Les différentes solutions envisagées ou réalisées dans ce chapitre afin de canaliser les aspirations au Savoir absolu qui émanent du cercle de Diotime et que Stumm a prises au pied de la lettre pointent enfin le spectre du retour en force inévitable des déterminations / limitations les plus traditionnelles, galantes, scolaires ou guerrières par exemple, une fois épuisés les charmes des compilations vaines dans les fichiers du catalogue des grandes idées. Platonisme inversé tout d'abord : la quête de l'idée rédemptrice aura rapproché Stumm de Diotime, alors que la fréquentation conjointe de Diotime et de la Bibliothèque Nationale n'aura, selon toute vraisemblance, nullement rapproché Stumm de l'idée rédemptrice… Dans la tradition philosophique et scolaire germanique, pas de meilleur moyen non plus de soigner l'aspiration à l'indéterminé que de se débarrasser de la question en renvoyant aux catégories kantiennes : ce que fait en désespoir de cause le bibliothécaire en suscitant de la part du général la même irritation que celle qui s'emparait déjà du jeune Törless après sa lecture laborieuse de quelques pages de Kant suivie de l'apparition en habits démodés du philosophe lui-même au cours d'un rêve (on remarquera que Musil se montre en plusieurs endroits, et en partie pour les mêmes raisons d'hostilité narquoise de sa part au conformisme et au bourgeoisisme que ces grands hommes auraient cautionnés, tout aussi critique envers l'autre grande oeuvre canonique qui, dans la tradition scolaire allemande - du côté de la littérature - était elle aussi réputée pouvoir enseigner la maîtrise des  aspirations à l'indéterminé : celle de Goethe, bien entendu). Tentation de la fuite en avant dans l'action enfin, qui va paradoxalement devenir celle des membres d'une grande entreprise à l'origine philanthropique et pacifiste au fur et à mesure qu'on s'achemine vers août 1914, volte-face que laissent déjà entrevoir ici certaines des paroles prophétiques du militaire Stumm à Ulrich à la fin du chapitre : quand le désir d'instaurer un ordre humain universel tourne en rond, la volonté de tuer pour assurer de manière plus concrète le salut de l'humanité n'est jamais bien loin.

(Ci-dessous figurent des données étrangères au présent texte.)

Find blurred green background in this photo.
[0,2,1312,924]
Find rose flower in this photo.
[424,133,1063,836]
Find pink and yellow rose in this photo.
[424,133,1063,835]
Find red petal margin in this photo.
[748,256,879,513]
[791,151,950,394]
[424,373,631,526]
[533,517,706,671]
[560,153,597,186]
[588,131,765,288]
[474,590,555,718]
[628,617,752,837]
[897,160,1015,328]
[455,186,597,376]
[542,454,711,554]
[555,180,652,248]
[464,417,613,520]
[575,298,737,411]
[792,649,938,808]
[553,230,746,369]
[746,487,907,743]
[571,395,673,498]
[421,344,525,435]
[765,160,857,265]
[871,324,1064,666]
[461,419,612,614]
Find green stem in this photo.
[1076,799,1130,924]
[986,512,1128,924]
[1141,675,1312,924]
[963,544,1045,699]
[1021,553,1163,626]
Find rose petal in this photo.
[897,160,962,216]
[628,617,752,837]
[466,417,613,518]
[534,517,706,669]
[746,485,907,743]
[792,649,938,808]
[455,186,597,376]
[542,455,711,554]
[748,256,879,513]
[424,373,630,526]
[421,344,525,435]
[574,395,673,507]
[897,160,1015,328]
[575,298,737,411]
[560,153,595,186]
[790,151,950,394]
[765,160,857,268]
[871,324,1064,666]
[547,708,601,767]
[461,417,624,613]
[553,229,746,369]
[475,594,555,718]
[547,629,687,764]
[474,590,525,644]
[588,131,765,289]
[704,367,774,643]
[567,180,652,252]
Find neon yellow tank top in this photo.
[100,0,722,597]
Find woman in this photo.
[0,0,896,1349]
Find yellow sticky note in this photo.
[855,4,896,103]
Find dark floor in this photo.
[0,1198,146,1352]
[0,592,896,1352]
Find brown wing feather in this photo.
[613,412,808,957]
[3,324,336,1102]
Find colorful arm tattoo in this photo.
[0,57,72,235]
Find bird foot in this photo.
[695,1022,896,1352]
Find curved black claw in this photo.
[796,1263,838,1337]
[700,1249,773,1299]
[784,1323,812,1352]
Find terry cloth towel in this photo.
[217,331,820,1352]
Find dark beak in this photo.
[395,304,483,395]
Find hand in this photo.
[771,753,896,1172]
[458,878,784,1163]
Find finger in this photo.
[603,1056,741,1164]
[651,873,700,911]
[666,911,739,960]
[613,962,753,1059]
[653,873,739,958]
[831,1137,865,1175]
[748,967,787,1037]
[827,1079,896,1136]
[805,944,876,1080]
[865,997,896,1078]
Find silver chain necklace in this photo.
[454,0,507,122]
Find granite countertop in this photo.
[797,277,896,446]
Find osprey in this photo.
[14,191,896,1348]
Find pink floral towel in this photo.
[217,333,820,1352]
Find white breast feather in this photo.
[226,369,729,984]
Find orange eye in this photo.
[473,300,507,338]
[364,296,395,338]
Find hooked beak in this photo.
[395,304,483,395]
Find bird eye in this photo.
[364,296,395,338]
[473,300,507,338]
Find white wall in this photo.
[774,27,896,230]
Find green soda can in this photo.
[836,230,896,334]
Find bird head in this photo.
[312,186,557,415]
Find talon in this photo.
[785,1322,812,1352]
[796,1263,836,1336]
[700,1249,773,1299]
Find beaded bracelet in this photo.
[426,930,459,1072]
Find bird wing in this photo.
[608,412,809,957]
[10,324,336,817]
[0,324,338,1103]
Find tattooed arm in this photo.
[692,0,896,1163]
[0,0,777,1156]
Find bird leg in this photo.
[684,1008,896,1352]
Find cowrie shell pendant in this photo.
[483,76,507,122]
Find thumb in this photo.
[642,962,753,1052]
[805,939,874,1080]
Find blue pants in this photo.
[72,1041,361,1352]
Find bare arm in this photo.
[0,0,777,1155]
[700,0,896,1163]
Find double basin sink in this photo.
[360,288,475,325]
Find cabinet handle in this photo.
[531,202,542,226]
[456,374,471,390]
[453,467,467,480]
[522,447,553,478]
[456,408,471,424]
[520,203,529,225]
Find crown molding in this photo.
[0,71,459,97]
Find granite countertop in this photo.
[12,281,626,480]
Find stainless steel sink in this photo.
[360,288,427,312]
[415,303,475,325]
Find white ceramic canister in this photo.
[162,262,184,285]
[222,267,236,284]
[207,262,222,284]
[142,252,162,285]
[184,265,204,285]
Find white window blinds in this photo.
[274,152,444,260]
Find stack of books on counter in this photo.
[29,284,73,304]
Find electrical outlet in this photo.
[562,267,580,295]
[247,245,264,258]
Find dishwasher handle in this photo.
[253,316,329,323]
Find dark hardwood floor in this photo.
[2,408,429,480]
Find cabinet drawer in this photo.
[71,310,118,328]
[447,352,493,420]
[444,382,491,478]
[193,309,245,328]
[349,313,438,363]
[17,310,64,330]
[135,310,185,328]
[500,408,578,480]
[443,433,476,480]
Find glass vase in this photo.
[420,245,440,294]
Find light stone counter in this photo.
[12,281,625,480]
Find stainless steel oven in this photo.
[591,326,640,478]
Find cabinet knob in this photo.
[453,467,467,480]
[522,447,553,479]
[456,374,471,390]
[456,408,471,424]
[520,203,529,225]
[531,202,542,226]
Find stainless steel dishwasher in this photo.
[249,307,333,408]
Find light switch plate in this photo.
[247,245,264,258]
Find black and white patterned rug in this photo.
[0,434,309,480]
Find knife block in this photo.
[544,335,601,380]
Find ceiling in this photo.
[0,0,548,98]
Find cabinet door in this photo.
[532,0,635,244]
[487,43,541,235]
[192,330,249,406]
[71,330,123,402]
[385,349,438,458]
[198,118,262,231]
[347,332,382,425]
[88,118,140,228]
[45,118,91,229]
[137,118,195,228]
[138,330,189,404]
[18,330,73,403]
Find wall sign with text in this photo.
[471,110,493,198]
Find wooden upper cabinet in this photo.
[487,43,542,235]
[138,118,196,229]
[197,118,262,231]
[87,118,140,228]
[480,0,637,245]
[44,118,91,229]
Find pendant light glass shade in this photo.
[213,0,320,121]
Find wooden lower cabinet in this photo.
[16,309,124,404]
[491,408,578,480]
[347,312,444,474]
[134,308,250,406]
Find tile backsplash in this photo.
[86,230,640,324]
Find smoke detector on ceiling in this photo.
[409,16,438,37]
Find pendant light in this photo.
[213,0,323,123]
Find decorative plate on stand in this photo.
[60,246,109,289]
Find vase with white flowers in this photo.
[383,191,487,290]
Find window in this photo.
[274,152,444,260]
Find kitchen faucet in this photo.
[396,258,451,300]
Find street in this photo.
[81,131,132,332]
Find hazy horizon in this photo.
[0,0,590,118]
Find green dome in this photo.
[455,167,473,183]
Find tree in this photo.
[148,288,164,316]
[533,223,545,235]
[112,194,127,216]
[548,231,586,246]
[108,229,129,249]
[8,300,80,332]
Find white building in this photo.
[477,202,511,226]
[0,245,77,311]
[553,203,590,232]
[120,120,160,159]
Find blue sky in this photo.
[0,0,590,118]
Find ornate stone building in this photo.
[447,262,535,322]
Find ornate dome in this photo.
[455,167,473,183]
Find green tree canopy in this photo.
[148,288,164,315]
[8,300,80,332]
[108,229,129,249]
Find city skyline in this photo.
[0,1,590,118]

A travers le regard de Huron que porte sur cette étrange institution le général et à travers le récit effaré qu'il fait de sa visite à son ami Ulrich, la Bibliothèque Nationale de Vienne apparaît au fil de ce chapitre comme le lieu par excellence, générateur de toute une série d'effets d'incongruité ludique et d'inquiétante étrangeté, de ces unions et de ces tensions paradoxales entre contraires que connaissent bien les lecteurs de L'Homme sans qualités : l'âme et la statistique, l'intellectualité et l'affectivité, l'ordre et le "besoin […] de périodiquement tout casser" [9] , la raison classifiante et la folie.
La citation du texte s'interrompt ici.